We’ll handover to Hilary for the latest update…
We’re now into Week Three of online teaching, and are beginning to get to grips with what works well, but also the limitations imposed by technology.
The majority of students we’re teaching are accessing the lesson from their phones, and therefore don’t have the luxury of a wider screen.
In order to experience this for ourselves, Michael and I set up a Zoom meeting between the two of us using his iPhone and my android. This proved to be a valuable exercise in understanding the conditions under which our students are having to learn.
The first lesson we learnt was the simple practical problem of having to find a support for your phone so that you don’t have to hold it up in front of your face for half an hour. No wonder we’re viewing so many students from under their chins.
Short, sharp and simple
Secondly, we now understand the need to use a large font size for everything we share with students – 44 pt at least. Having to follow a Powerpoint or view some written text on a whiteboard through the prism of a phone screen is difficult and makes reading a longish text almost impossible.
Thirdly, the sound quality on some phones is poor, and when you add unstable internet connections to the mix, it makes listening to an audio tape well-nigh impossible.

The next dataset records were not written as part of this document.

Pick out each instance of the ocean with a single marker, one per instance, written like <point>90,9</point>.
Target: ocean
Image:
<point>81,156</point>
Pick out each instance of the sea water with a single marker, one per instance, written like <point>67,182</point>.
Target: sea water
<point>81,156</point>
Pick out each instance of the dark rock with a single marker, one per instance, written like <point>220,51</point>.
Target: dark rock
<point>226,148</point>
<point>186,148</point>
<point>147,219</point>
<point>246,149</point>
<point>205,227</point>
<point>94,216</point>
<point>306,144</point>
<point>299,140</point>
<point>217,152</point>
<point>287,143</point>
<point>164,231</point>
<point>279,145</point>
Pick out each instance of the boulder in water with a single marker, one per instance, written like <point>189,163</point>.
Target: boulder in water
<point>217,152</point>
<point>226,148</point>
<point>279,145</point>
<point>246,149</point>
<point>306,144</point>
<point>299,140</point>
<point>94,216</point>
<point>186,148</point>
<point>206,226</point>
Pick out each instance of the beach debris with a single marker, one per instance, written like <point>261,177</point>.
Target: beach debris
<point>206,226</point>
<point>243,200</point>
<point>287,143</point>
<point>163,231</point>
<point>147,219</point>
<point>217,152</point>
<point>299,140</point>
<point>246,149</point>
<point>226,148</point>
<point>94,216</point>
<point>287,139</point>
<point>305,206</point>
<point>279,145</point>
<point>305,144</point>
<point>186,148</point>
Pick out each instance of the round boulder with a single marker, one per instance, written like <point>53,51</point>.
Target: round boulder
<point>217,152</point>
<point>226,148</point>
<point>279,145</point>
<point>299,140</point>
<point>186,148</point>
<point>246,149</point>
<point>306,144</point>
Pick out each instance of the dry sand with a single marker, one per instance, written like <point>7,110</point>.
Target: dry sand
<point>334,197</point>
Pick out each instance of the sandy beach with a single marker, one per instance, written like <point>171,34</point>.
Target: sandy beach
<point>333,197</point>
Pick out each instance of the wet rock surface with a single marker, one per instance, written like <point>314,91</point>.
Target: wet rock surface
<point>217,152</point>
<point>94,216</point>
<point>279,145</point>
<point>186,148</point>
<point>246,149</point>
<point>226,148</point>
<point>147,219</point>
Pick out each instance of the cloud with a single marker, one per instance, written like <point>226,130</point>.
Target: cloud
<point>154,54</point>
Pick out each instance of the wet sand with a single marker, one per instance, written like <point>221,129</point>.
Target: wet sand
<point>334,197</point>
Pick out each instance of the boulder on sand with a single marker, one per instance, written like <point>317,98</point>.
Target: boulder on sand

Finally, it requires a huge amount of energy to focus on a lesson conducted on a phone, and students get tired quickly. Keeping it short, sharp and simple is the way forward. A lesson well learnt.
But it wasn’t all difficulties. We took the students on a (virtual) outing to the beach (always observing virtual social distancing). We swam, paddled, played football and flew a kite (all good practice in using regular and irregular past tense forms).
Sadly the ball was lost in the waves, and a virtual seagull came and stole some of our imaginary sandwiches, but a good time was had by all!